Ralph Corderoy said...

Hi Andrew, I think you're right to leave the "_" problem as it is since, as you say, the code is pedagogical.

However, unlike Perl which gives int(0) for 0b_, t_BIN_NUMBER() attempts int('', 2) which gives an exception so the code doesn't match Perl (which some may say is a good thing).

Cheers, Ralph Corderoy.

Andrew Dalke said...

Okay, I fixed t_BIN_NUMBER so it raises a syntax error for cases like "0b_". Thanks again for pointing that out, Ralph.

Jay? Python 3 will come with a 2to3 converter which does syntax-level transformation of Python 2 code to Python 3. I think that's the tool you're thinking of.

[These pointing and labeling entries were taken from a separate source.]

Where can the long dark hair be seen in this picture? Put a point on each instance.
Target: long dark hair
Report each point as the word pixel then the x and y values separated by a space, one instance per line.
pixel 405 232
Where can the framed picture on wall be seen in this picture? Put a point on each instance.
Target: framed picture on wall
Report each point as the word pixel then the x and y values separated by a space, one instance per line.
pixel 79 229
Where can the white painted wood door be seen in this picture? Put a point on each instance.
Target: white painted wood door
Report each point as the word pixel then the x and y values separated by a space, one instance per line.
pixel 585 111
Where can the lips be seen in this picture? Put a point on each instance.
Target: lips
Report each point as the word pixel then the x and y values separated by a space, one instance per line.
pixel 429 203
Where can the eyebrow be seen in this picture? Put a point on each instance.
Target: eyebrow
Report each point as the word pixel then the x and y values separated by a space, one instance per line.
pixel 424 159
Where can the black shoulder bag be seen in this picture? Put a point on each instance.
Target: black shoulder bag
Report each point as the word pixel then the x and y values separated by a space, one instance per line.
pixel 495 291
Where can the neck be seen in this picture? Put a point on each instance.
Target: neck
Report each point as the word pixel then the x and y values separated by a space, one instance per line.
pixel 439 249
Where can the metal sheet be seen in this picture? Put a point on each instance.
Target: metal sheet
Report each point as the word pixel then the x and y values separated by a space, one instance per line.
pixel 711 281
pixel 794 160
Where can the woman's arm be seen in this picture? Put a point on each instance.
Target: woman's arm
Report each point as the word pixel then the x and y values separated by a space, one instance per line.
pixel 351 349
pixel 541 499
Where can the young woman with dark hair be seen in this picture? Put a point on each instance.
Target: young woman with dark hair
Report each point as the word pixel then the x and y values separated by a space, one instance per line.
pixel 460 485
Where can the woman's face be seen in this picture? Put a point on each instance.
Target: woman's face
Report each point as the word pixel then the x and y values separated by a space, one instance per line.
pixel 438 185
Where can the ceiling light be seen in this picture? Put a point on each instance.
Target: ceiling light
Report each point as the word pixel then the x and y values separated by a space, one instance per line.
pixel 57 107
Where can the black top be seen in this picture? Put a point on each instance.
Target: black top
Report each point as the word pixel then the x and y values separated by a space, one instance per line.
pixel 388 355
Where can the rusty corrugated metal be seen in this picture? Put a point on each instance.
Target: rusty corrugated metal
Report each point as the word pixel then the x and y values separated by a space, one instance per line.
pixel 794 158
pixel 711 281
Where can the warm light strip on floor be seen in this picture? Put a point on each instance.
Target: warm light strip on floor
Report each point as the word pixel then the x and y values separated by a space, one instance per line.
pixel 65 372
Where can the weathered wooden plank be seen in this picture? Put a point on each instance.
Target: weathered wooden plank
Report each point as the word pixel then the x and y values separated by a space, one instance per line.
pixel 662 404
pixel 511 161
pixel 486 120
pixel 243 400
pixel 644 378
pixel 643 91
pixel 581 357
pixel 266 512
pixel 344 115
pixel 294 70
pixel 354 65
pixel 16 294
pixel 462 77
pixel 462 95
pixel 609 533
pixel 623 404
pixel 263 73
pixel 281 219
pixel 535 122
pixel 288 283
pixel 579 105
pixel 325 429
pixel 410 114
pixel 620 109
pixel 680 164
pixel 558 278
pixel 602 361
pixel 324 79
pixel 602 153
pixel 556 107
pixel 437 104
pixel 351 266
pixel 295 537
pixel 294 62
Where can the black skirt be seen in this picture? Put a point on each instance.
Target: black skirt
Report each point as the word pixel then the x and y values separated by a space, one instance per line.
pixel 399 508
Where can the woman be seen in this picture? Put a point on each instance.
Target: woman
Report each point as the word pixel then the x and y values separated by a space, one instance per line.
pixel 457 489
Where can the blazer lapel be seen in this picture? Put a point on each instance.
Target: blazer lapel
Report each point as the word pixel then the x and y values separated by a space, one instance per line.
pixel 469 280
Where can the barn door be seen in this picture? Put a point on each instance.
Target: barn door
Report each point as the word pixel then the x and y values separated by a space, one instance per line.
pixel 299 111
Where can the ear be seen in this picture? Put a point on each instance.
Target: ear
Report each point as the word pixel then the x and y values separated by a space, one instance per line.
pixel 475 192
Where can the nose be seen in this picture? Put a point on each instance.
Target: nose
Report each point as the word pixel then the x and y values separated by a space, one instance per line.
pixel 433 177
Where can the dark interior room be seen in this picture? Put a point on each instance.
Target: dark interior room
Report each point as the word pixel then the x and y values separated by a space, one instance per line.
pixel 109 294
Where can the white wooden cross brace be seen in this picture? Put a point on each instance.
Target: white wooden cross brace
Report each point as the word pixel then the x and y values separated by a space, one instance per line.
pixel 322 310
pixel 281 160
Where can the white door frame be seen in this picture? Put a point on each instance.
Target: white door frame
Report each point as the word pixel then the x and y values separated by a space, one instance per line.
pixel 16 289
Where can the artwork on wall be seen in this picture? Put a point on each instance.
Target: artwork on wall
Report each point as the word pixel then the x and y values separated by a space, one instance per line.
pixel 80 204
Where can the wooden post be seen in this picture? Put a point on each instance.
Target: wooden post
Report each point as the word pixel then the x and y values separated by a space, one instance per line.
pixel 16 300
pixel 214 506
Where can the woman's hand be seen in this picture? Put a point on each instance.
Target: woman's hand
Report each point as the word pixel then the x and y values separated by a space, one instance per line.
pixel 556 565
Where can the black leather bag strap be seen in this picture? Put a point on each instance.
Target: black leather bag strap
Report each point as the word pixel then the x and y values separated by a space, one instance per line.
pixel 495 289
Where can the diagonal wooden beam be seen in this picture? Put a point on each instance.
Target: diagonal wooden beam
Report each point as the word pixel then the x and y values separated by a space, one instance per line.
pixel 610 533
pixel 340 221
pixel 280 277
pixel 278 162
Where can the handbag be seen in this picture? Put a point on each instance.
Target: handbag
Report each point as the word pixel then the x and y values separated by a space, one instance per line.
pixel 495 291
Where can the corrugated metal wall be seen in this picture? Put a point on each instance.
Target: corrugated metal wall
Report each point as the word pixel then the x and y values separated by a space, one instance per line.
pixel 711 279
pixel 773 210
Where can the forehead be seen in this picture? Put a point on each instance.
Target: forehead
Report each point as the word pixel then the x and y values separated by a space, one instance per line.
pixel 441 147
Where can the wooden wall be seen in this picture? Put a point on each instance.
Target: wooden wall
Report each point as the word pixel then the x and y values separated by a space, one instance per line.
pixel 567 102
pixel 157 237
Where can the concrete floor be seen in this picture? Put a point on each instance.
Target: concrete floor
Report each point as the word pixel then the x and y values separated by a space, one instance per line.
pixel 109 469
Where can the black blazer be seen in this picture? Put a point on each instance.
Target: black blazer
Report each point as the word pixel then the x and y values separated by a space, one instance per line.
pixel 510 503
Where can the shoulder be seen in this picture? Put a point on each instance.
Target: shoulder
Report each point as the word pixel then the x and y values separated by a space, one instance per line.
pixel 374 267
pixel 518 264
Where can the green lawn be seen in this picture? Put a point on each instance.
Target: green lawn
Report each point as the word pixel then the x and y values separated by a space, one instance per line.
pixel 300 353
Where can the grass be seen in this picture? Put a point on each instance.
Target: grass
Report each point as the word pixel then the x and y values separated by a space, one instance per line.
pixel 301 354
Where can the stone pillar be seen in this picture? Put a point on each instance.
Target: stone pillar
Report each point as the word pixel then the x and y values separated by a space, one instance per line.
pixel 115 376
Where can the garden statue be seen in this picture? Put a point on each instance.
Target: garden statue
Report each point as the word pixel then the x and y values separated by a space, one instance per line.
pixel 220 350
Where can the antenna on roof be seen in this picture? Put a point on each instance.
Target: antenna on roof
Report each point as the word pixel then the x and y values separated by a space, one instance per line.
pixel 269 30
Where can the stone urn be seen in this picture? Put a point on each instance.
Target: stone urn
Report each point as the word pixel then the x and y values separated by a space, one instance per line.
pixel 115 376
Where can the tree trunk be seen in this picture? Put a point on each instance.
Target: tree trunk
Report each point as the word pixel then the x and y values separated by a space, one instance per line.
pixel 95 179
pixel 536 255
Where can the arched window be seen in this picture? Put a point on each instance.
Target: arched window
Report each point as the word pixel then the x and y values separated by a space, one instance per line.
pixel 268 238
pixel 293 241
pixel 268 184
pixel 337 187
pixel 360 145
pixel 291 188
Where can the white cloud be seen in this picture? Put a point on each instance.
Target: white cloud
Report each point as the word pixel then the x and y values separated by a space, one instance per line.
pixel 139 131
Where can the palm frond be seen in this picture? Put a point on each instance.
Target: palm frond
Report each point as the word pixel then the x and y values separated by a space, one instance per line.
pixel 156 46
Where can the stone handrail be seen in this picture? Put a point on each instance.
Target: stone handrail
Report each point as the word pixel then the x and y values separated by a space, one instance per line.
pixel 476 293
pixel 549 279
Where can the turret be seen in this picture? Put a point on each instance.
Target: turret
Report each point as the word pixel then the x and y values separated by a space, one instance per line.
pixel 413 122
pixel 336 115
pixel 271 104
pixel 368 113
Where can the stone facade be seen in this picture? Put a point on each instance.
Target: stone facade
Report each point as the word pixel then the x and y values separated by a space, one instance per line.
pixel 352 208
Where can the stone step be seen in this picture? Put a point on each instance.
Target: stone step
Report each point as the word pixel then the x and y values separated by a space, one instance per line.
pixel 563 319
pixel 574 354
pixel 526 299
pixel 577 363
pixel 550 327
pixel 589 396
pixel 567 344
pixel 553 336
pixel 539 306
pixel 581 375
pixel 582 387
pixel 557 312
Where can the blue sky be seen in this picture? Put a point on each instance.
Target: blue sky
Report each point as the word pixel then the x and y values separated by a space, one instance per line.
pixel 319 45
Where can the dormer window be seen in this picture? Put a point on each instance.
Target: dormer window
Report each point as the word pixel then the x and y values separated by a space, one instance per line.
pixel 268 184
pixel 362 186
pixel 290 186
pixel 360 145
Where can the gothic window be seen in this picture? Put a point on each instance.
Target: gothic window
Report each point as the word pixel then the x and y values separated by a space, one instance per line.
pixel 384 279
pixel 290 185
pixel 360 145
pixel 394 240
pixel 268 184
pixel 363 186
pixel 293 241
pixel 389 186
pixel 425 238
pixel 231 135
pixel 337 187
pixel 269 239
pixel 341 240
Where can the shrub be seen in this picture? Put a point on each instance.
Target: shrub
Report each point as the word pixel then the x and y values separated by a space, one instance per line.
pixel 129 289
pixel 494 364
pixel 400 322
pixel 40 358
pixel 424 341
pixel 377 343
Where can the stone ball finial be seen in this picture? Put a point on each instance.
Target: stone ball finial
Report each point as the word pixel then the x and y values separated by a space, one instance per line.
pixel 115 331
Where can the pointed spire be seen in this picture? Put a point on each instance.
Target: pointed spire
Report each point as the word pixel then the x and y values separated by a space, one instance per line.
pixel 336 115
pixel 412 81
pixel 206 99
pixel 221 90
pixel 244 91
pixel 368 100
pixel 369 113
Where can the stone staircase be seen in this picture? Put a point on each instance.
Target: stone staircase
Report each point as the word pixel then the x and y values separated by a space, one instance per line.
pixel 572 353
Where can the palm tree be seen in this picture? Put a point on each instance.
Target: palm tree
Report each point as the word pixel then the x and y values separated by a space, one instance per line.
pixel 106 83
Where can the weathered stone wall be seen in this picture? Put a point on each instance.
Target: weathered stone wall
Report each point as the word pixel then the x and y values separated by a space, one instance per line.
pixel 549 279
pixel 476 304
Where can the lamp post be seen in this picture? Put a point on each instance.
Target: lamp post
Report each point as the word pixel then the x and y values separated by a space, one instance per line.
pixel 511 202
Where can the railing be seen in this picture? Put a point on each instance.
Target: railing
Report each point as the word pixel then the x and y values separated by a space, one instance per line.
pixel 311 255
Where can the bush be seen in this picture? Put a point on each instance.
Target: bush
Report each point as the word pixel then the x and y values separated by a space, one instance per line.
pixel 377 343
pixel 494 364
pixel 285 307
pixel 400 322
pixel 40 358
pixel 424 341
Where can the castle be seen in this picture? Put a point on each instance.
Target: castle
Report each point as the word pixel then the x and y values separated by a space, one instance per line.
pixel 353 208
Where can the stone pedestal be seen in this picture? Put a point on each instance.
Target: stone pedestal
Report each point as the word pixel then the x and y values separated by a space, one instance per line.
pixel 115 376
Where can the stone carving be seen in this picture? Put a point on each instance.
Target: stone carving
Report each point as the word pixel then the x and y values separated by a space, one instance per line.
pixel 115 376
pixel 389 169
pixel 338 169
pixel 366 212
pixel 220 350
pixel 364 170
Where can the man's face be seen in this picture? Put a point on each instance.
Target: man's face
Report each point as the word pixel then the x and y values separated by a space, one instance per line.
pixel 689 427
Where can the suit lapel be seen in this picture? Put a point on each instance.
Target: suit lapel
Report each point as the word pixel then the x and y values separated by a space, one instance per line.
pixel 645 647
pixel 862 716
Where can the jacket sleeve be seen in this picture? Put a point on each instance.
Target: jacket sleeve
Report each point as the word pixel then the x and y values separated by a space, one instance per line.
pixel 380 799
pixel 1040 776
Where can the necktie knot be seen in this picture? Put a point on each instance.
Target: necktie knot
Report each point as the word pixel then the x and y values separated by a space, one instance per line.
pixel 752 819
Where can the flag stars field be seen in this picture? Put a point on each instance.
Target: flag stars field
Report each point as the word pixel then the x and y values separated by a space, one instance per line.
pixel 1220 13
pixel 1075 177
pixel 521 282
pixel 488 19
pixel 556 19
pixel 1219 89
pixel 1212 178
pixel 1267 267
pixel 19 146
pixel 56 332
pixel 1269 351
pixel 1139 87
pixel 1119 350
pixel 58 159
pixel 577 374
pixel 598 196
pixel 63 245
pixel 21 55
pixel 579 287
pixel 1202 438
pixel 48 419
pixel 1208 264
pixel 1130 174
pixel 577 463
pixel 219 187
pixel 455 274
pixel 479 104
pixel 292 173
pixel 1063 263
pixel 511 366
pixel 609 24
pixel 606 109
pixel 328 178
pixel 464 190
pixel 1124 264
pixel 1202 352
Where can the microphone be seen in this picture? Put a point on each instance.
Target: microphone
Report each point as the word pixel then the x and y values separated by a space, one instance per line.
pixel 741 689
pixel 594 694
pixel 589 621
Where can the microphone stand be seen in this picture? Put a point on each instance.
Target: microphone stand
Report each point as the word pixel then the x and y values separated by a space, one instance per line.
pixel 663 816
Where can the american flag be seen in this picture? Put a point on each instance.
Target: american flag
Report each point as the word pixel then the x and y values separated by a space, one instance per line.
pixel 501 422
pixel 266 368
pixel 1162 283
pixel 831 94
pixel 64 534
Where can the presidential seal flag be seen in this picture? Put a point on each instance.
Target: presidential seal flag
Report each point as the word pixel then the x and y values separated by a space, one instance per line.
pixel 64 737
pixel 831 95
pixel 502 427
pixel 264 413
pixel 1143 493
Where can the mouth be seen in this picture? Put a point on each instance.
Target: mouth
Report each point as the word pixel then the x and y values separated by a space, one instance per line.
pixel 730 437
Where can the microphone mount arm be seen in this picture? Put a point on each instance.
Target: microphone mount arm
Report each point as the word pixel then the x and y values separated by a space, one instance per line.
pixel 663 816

There are limitations in the conversion. One thought I've had is to modify the AST and add run-time checks to either support Python 2 idioms under Python 3 (eg, dict.keys() becomes a set view rather than a list) or to generate warnings in Python 2 that code will break in Python 3.

Anonymous said...

Andrew,

I'm using python4ply and I'm very happy with it. Thank you for this great work.

Unfortunately, I just discovered that new Python 2.6 deprecates module compiler and that Python 3.0 will not have it anymore.

Do you intend to modify python4ply so that it does not rely on compiler and compiler.ast anymore?

Cheers,
Franck

Andrew Dalke said...

Thanks for using it, and for your compliment.

I learned about the compiler module deprecation when I was developing python4ply. The compiler module is cumbersome to use, and I considered supporting the ast module (which was available even before 2.5 as the undocumented _ast module) but there were a few features missing.

The undocumented _ast module was read-only, so there was no way to generate byte code. The 2.6 ast module lets you build an AST and emit byte code, so it's a good replacement. But there's still an advantage to using the compiler module - it let me do my monkeypatch to allow expression assignment.

I've considered pushing for an unused op-code like that, designed for people developing PVM-based languages. But I'm not involved enough to do that and there's really very little justification for such a change.

This is a project I did in my free time, and it's a surprising amount of work, especially if you include the GardenSnake and LOLPython languages which were sort of practice versions. So no, I can't say I'm going to do anything with it.

Feel free to modify the code to support the AST module!

Unknown said...

python4ply parses "\n" as Module('\n', Stmt([])) whereas it should be Module(None, Stmt([Discard(Const('\\n'))]))

Unknown said...

Sorry, I was wrong. But this behavior is unintuitive.

Unknown said...

'\n' really should be '\\n'. Otherwise generated and source texts are not identical. Same about "\"" etc.